Après un agréable Trio in D minor BWV 583 où dialoguent un duo sur une basse continue bien chantante, place à la Toccata in C Major BWV 564. La première partie de la toccata fait entendre une mélodie virtuose à une seule voix, les saxophones se la partageant avec finesse selon la tessiture de leur instrument. Le timbre change alors un peu en cours de la mélodie mais le très bon travail d’ensemble permet de l’apprécier justement. La voix du pédalier, interprétée par le saxophone baryton, est doublée à l’octave inférieure par le tubax qui, par le mariage parfait des registres, lui donne une bonne assise. L’entrée du tutti est très lumineuse et, par l’élan très baroque de leur phrasé, on croirait presque entendre un ensemble d’instruments à anches d’époque. L’écriture quasi orchestrale de cette première partie semble bien correspondre à l’effectif de ce quintette de saxophones, qui fait alors entendre de jolies lignes mélodiques. L’Adagio offre au saxophone soprano un beau solo. Bien qu’excellent musicien, Koen Maas semble très (trop) vigilant au fait d’être avec l’accompagnement, plus que l’inverse ; une prise de risque, en osant donner davantage un aspect d’improvisation, aurait été assurément très appréciable. L’accompagnement des autres instrumentistes, d’une certaine gravité, fait entendre de belles intentions de nuance, notamment dans le piano. L’interprétation de la fugue est toujours précise, tant dans l’attaque que dans la fin des notes – qualité très importante dans le touché de l’orgue.
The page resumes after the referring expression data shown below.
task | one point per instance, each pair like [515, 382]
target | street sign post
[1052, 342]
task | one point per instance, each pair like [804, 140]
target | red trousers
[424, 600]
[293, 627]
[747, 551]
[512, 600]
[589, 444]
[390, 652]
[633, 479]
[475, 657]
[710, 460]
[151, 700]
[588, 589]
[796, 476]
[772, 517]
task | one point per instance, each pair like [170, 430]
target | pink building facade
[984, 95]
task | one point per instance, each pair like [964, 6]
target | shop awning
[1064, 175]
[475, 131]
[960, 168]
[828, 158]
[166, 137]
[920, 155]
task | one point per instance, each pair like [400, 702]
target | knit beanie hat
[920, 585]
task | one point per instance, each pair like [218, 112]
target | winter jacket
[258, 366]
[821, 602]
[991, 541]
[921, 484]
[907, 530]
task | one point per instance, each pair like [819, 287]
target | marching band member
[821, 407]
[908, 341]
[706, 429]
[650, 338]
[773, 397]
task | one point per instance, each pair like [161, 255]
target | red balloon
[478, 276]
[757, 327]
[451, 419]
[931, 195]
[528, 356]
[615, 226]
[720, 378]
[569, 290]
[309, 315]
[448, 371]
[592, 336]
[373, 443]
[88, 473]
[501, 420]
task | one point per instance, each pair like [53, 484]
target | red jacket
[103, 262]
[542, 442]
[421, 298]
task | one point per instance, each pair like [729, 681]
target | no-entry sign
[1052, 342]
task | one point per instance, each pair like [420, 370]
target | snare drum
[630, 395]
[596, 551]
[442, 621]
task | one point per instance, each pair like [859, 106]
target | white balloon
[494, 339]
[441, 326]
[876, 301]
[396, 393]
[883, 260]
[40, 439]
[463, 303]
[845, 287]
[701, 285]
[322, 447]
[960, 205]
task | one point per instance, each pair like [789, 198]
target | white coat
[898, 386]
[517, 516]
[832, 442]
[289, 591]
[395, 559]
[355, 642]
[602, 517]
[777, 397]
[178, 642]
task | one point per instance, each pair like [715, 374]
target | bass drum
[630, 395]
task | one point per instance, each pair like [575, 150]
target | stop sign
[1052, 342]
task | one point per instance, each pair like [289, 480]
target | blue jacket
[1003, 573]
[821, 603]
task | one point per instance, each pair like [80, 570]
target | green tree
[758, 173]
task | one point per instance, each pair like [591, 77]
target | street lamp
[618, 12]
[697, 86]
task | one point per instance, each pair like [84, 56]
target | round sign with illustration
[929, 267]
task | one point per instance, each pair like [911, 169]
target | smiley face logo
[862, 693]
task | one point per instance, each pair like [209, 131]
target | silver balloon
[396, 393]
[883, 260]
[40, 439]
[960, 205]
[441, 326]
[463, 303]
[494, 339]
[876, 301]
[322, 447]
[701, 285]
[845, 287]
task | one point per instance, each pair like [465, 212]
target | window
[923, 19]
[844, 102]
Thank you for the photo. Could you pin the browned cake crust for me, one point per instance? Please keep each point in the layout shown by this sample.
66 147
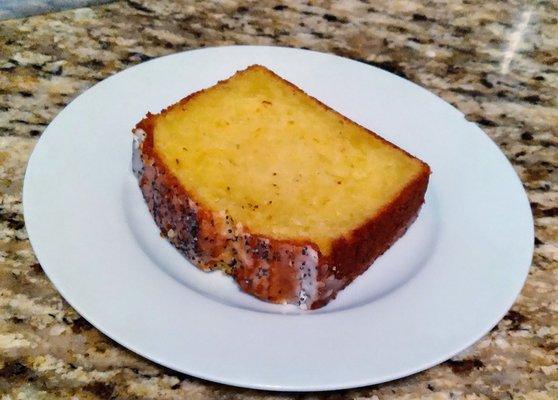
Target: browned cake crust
278 271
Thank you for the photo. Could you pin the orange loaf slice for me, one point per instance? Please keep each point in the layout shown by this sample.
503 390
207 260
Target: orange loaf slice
254 177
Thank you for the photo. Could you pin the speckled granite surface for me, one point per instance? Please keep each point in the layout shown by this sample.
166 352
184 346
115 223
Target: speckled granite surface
23 8
496 62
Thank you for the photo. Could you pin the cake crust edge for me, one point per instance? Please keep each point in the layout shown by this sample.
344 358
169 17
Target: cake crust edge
274 270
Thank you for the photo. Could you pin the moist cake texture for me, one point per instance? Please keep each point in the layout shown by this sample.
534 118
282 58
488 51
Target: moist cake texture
256 178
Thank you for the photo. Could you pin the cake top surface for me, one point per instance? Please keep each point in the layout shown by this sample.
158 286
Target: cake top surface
278 161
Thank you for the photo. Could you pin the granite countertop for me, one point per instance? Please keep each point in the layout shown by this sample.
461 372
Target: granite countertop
495 61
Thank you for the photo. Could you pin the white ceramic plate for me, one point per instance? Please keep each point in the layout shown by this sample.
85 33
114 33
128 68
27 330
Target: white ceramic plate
441 287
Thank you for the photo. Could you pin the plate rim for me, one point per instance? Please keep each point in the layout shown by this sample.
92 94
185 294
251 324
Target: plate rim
246 384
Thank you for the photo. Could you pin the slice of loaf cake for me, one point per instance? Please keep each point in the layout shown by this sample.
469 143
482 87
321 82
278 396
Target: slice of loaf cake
254 177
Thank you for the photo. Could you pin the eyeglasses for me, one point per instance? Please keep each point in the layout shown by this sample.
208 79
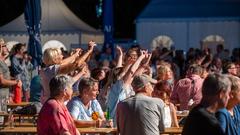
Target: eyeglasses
233 68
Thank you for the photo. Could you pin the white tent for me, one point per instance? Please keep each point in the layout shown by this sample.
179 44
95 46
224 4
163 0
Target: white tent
58 23
188 23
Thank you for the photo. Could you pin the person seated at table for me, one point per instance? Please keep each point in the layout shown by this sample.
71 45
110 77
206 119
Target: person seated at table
54 118
85 104
162 90
201 119
141 114
229 117
55 64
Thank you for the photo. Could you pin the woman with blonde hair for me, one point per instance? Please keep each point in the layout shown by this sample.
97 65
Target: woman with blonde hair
163 91
55 64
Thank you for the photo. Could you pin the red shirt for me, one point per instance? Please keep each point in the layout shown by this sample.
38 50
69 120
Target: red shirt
54 119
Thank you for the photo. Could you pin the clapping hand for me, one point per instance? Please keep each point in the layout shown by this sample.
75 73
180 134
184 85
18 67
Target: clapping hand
91 45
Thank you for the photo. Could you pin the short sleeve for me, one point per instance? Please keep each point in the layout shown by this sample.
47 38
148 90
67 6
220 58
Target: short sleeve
98 108
221 116
74 109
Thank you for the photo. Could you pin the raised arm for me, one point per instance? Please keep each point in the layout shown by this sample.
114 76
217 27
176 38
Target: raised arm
72 58
120 56
127 79
144 65
77 63
6 82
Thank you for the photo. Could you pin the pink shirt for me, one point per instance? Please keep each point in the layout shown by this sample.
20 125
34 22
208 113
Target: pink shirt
186 89
54 119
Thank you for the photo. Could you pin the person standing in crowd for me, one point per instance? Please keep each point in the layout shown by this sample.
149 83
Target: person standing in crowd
54 118
163 91
141 114
229 117
55 64
188 89
201 119
122 88
85 104
230 68
5 78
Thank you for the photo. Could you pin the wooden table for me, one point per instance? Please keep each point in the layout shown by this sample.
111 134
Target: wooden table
23 130
172 130
14 105
98 131
33 130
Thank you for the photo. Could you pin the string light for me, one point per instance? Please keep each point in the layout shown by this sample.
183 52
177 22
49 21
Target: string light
99 8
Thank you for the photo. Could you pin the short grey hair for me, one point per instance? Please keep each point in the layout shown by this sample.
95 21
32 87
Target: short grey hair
214 84
235 81
59 83
86 83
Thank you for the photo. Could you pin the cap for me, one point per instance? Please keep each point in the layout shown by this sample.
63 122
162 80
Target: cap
142 80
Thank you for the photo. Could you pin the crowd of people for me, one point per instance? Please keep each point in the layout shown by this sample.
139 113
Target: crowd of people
137 91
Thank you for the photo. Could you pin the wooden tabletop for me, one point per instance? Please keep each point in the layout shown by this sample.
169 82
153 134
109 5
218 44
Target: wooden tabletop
173 130
18 104
19 130
81 130
97 130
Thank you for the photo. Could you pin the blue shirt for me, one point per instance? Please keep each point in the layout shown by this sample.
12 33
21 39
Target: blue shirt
80 112
229 124
118 92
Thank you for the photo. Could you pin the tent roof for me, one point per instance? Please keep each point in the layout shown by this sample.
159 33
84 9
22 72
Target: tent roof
56 17
191 9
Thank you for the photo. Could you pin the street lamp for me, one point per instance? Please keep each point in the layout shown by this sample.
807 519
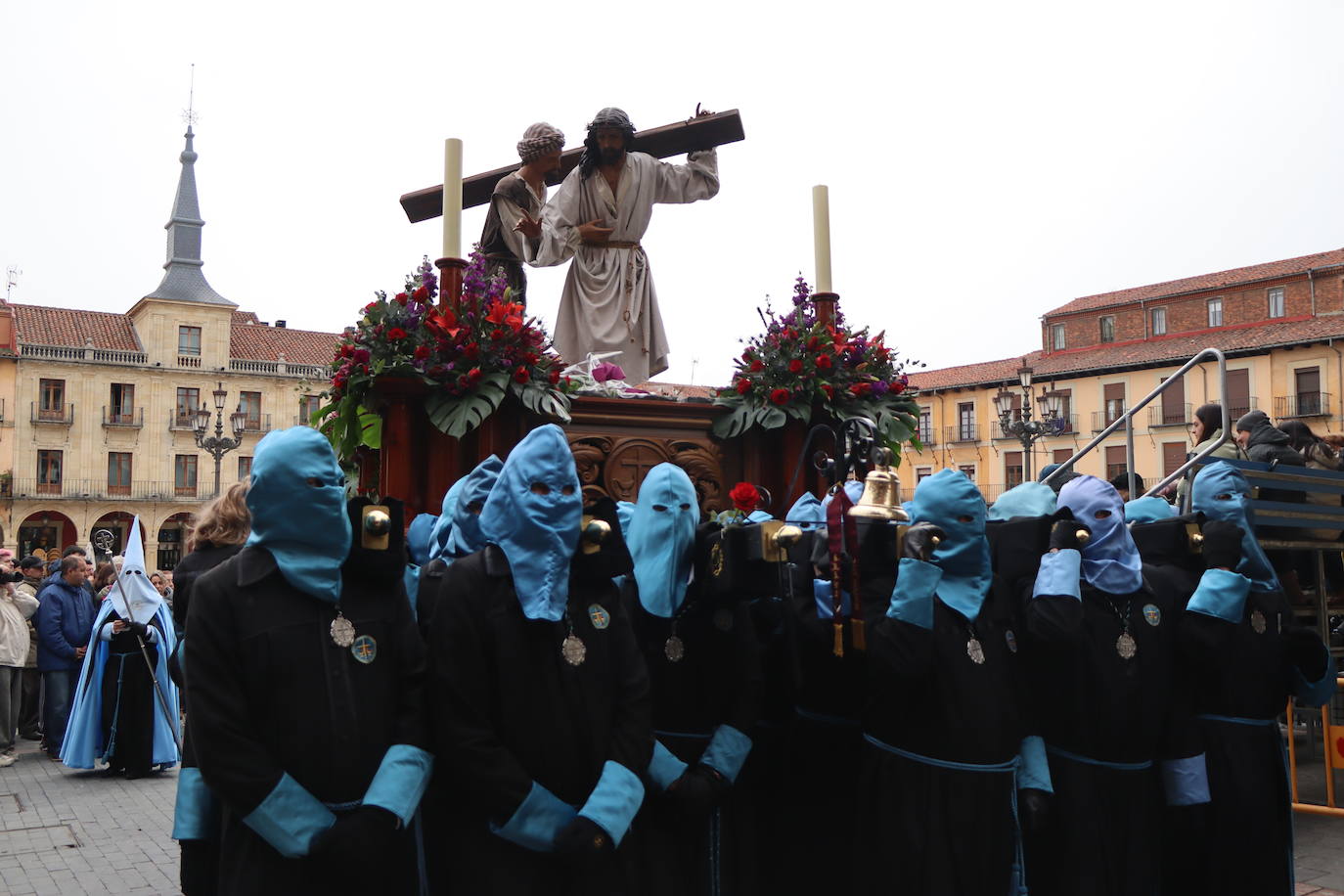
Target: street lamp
219 445
1020 425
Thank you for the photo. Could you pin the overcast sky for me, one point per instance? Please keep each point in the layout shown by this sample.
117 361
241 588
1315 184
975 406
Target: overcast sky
987 161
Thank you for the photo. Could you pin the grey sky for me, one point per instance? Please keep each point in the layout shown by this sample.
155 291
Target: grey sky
987 161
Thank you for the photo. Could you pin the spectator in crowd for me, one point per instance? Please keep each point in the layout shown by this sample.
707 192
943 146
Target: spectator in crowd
65 623
29 719
17 607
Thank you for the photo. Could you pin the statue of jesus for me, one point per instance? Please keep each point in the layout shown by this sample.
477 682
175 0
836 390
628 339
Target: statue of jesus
597 218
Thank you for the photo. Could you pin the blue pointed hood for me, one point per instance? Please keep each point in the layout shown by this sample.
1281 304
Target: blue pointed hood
536 532
1028 499
661 538
944 499
1110 558
466 536
1222 493
297 503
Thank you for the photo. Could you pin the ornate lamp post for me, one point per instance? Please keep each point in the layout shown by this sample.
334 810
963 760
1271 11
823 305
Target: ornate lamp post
1021 426
219 445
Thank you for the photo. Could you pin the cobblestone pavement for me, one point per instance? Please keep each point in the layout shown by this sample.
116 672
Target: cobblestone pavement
68 831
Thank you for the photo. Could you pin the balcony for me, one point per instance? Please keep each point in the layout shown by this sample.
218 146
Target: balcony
1303 405
960 432
62 416
1161 416
1100 420
103 490
133 418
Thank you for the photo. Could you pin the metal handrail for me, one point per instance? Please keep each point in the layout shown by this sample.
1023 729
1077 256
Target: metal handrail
1129 430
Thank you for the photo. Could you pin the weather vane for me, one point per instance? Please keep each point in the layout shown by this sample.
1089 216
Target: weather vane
189 114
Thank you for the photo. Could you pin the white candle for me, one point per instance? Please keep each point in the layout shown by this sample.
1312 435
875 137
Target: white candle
822 236
452 198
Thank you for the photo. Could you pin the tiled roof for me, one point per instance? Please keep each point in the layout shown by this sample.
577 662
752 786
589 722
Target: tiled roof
1140 353
1221 280
261 342
72 327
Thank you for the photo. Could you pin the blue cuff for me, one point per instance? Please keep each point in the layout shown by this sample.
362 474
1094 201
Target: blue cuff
728 751
1221 594
1059 574
664 767
1186 781
1315 694
822 591
1035 769
197 812
536 821
290 819
912 600
401 781
613 802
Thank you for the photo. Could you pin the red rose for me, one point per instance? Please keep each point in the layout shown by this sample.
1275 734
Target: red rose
744 497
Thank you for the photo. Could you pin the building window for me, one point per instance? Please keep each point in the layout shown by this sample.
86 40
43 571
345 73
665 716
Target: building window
51 399
189 340
118 471
184 474
250 405
49 471
1276 301
189 400
1107 328
1215 312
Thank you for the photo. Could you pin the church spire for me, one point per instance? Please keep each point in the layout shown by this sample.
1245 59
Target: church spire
183 280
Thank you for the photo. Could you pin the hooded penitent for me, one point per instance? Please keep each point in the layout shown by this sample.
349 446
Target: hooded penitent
1222 493
661 538
297 504
466 536
951 501
1110 559
532 515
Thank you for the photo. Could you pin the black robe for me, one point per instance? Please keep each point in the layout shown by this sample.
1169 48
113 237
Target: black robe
272 694
509 711
718 681
929 829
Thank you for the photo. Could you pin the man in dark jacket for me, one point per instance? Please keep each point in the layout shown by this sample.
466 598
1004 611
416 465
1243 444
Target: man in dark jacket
65 623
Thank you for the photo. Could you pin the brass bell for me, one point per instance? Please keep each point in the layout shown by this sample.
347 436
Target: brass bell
880 499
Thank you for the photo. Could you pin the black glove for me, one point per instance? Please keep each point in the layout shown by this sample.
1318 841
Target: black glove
369 830
582 841
1222 544
1063 535
697 790
1034 809
1305 650
919 540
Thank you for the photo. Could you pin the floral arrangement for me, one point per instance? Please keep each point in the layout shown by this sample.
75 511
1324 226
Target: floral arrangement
470 357
800 366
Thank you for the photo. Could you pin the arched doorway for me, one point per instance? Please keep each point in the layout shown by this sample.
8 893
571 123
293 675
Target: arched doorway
172 535
46 533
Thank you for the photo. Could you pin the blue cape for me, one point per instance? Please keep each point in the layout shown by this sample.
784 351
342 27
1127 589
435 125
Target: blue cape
297 503
1110 559
963 554
538 532
1222 493
661 538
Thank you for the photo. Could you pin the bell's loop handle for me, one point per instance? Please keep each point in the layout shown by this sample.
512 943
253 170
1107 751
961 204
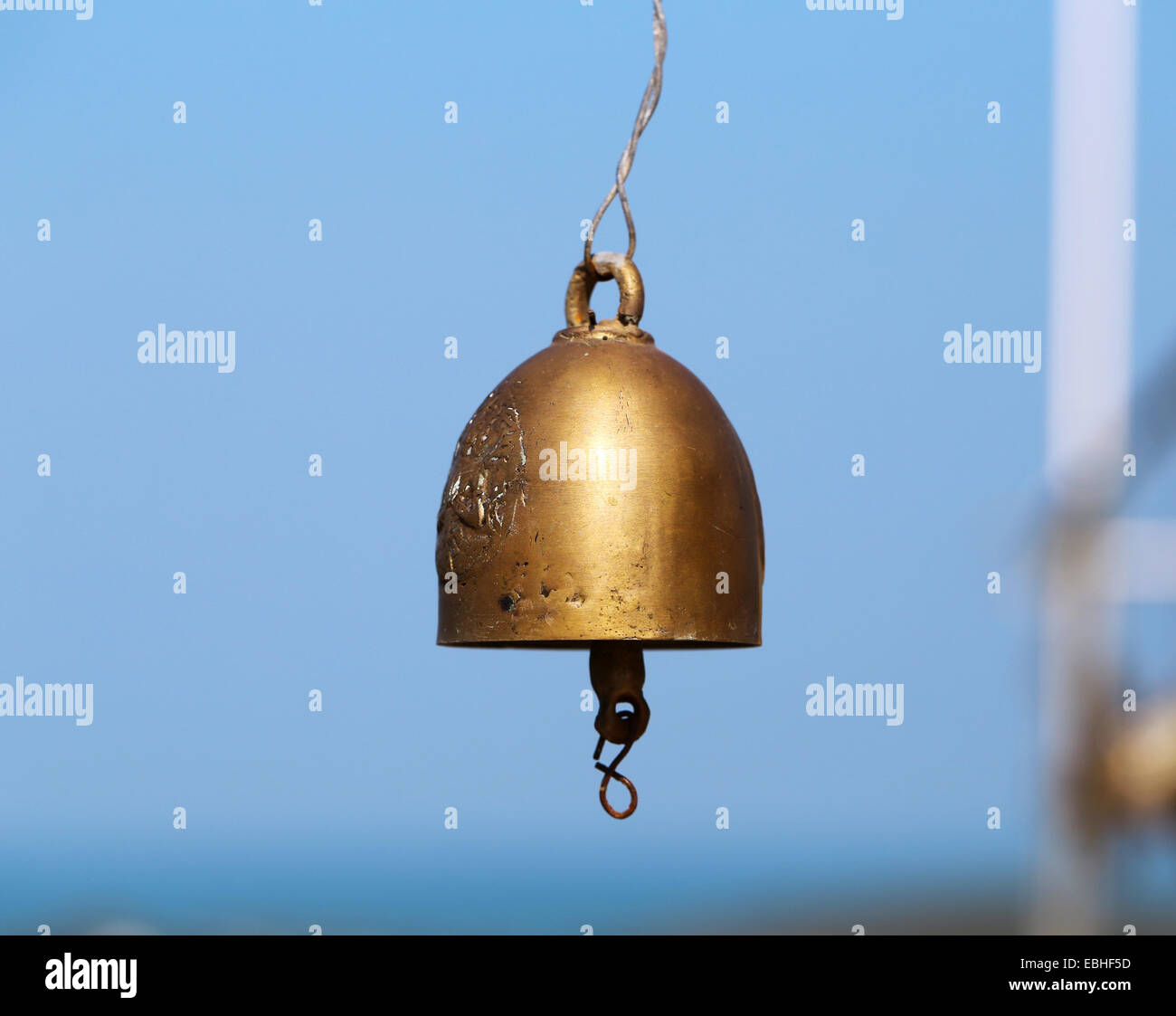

Malgré la réverbération du lieu de l’enregistrement, jamais le discours ne sonne brouillon.

Dans le Prelude & Fugue in G minor BWV 535, on apprécie les changements d’instruments grâce à la qualité de la prise de son qui produit alors un voyage spatiale de certaines phrases mélodiques ; une sensation d’écoute originale. Il est toutefois un peu dommage de ne pas apprécier les effets d’échos de l’Adagio, fruits du changement de claviers à l’orgue, techniquement impossible (ou très difficile) avec l’ensemble de saxophones. Le thème à l’aspect espiègle de la fugue sonne bien au saxophone ; l’interprétation lui donnant même un air candide. Le Prelude in C minor BWV 546 montre une très belle et intelligente maîtrise du souffle, mais souffre un peu de la monochromie des timbres.

Cet arrangement du Concerto in D minor d’après Vivaldi est sans aucun doute l’interprétation la plus réussie du CD, où toutes les qualités citées précédemment se retrouvent et prennent un réel sens : précision des attaques et de l’arrêt des notes, attention des dialogues, exigence rythmique… Que ce soit dans l’Allegro ou dans le Largo e spiccato, le discours musical ne souffre d’aucune traîne, qui est pourtant un risque facile. Le solo du saxophone soprano est très beau dans le Largo, bien qu’on apprécierait très certainement, encore une fois, une plus grande audace dans les contrastes de nuances. On souhaiterait aussi plus de libertés dans le Finale virtuose, où l’on sent pourtant le plaisir des musiciens, plaisir qu’ils pourraient sans doute communiquer davantage.

Après une i>Fugue in G minor BWV 578, où le sujet est toujours bien distinct, Bl!ndman nous quitte avec le court choral pour orgue Ach wie nichtig BWV 644, dont les paroles chantent l’éphémère existence humaine. Avec cette fin toute en douceur, où se mêlent délicatement les voix sur lesquelles plane le chant du choral, les musiciens semblent nous quitter comme à regret, ayant sans doute tant d’autres magnifiques œuvres de Bach à nous faire redécouvrir.

Dans cet album, l’audace est certes déjà dans l’arrangement pour ensemble d’instruments modernes ; elle ne réside toutefois pas dans l’interprétation, qui est extrêmement soignée, toujours très propre et précise. Cet enregistrement est sans aucun doute une très belle occasion de redécouvrir ces œuvres pour orgue de J.S. Bach, bousculant notre oreille dans ces habitudes sonores. Encore une preuve que l’interprétation de l’œuvre de Bach est une source d’inspiration multiple, tant elle est géniale.